Julian Oliver. 2003.au
Page: 7/9
THE PEARLY GATES OF MIDDLEWARE
We (selectparks) were considering using the engine of the first person game Quake III Arena in our own current project 'acmi {{ park }}'6. To increase the polygon resolution (polycount) in our game models, and the scale of landscape available in the game, we found we would need to rewrite most of the engine. Even if it were more practical to do this than construct our own engine (which would take around two years and a huge amount of labour), we would need to purchase the engine sourcecode for $US250 000 in order to be able to legally and freely distribute the resulting game. Our two options of a basic modification with restricted functionality and distribution, or an engine crafted from the existing codebase were oustide both our own ambitions as artists, and the feasibility of the arts funded project.
To solve this problem, we investigated the use of 'middleware' which costed around a quarter of id Software's Quake III for a full license. Middleware comes in the form of pre-compiled (closed source) code libraries that can be used in conjunction with components of an existing engine to provide certain 'bleeding-edge features'. Thankfully we were able to aquire sponsorship for these libraries and used them with our own engine, the 'Park Engine'.
While it was unimportant to us at the outset, we are restricted from adapting the middleware in any way as the code is pre-compiled (not source code). Also, we are legally restricted from using the middleware itself to further develop the engine (we have spent a year and a half making) after the designated development period.
OPENING THE ENGINE
These problems will continue to plague both artists, developers and the medium's own critical development unless strategies are in place to make the medium more accessible to both artists, arts budgets and audiences.
Put simply, if games are ever to have a scene as prolific and critical as that of digital video short films, the cost of material needs to drop to that of a handycam, rights must reside with the artist, and the presentation medium needs to be as generic as any domestic computer.

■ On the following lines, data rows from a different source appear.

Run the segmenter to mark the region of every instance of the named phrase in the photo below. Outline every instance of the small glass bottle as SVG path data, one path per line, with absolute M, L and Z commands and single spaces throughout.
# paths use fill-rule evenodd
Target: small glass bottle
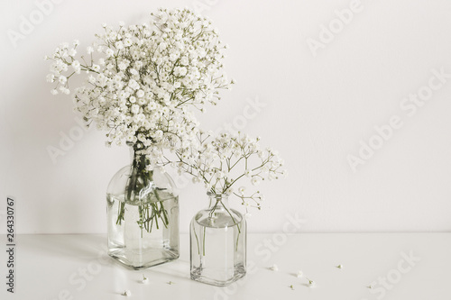
M 106 192 L 108 255 L 141 269 L 179 258 L 179 197 L 162 168 L 148 170 L 146 159 L 131 153 Z
M 207 193 L 208 208 L 191 221 L 191 279 L 225 286 L 246 274 L 246 222 L 225 194 Z

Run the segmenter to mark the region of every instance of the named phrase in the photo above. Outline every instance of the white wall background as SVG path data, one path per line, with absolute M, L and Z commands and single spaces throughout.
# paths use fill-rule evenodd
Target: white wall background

GarageGames have taken an interesting approach to this problem. The complete sourcecode to the excellent cross platform Torque engine [Tribes II] can be aquired at the cost of $US100 per seat. While this is a great starting point for an emerging developer the licensing agreement still holds proprietory restrictions that ensure that should the project do too well [US$500,000 or more] the license suddenly switches to that of a full commercial rate. Secondly the codebase can not be distributed without paying the per seat fee. Understandably companies like GarageGames, 4drulers, Conitec must protect their assets. However, when the artist ihim or herself is a developer, is this abstraction of ownership necessary to make a game, and is it [in a wider sense] conducive to the development of the medium amongst artists?
Here Open Source and the General Public License become integral partners in the future of truly independent game development. From my perspective as an artist and developer, it is the only way forward. While I have used the (open source) Linux operating system for a few years, discovery of quality open source options for game production came late and so my massive relief at having powerful free and open code is mixed with some regret.

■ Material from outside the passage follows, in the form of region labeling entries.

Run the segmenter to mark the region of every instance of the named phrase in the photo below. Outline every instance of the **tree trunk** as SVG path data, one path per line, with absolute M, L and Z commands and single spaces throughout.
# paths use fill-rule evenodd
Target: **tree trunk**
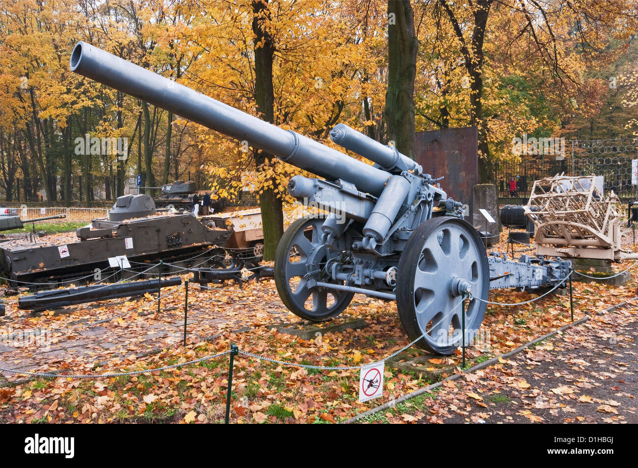
M 162 184 L 168 183 L 170 172 L 170 138 L 173 133 L 173 112 L 168 112 L 168 126 L 166 129 L 166 151 L 164 153 L 164 168 L 161 174 Z
M 470 105 L 471 109 L 470 125 L 478 128 L 478 183 L 494 183 L 494 170 L 487 145 L 487 122 L 483 115 L 483 40 L 487 24 L 490 3 L 478 2 L 479 8 L 474 13 L 474 31 L 472 34 L 473 59 L 468 70 L 470 79 Z
M 267 0 L 253 0 L 253 32 L 255 47 L 255 100 L 260 117 L 273 123 L 274 121 L 274 92 L 272 89 L 272 57 L 274 45 L 270 33 L 265 30 L 265 20 L 269 21 Z M 249 142 L 249 144 L 250 142 Z M 261 150 L 255 152 L 255 164 L 260 170 L 267 159 L 274 156 Z M 273 184 L 274 186 L 274 185 Z M 274 188 L 264 189 L 259 195 L 263 229 L 263 259 L 274 260 L 277 245 L 283 235 L 283 213 L 281 199 Z
M 473 11 L 474 27 L 472 29 L 471 43 L 465 40 L 461 29 L 461 22 L 447 3 L 447 0 L 439 0 L 439 4 L 445 10 L 452 23 L 454 33 L 461 43 L 465 68 L 470 77 L 470 122 L 478 129 L 478 183 L 494 183 L 494 170 L 490 160 L 489 147 L 487 145 L 487 122 L 483 115 L 483 41 L 489 15 L 492 0 L 478 0 L 477 8 Z
M 64 204 L 69 206 L 71 202 L 71 118 L 67 117 L 66 126 L 63 132 L 64 155 L 63 161 L 63 174 L 64 174 L 64 186 L 62 189 L 62 198 Z
M 117 128 L 121 128 L 124 126 L 124 122 L 122 118 L 122 108 L 124 107 L 124 93 L 117 91 Z M 120 137 L 121 137 L 121 135 Z M 123 149 L 123 147 L 122 147 Z M 124 165 L 128 158 L 128 145 L 126 146 L 126 159 L 124 155 L 117 155 L 117 187 L 115 188 L 115 198 L 124 195 Z
M 144 166 L 146 169 L 145 185 L 147 187 L 154 186 L 152 170 L 152 153 L 151 151 L 151 114 L 149 112 L 149 105 L 142 102 L 142 109 L 144 113 Z M 143 193 L 146 193 L 145 190 Z
M 387 135 L 407 156 L 414 155 L 414 80 L 419 40 L 410 0 L 388 2 L 388 89 L 385 93 Z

Clearly the greatest value of open source projects to the independent developer or artist is the transparency of the technology and the ability for the artist, not the proprietor to have rights to contribute to the medium's development at every level.
Recent years have seen the emergence of many opensource game-engines, free engines with open code-bases that are not far behind many of the proprietory products available. Under the GPL anyone is allowed to use these projects without distribution restriction or cost.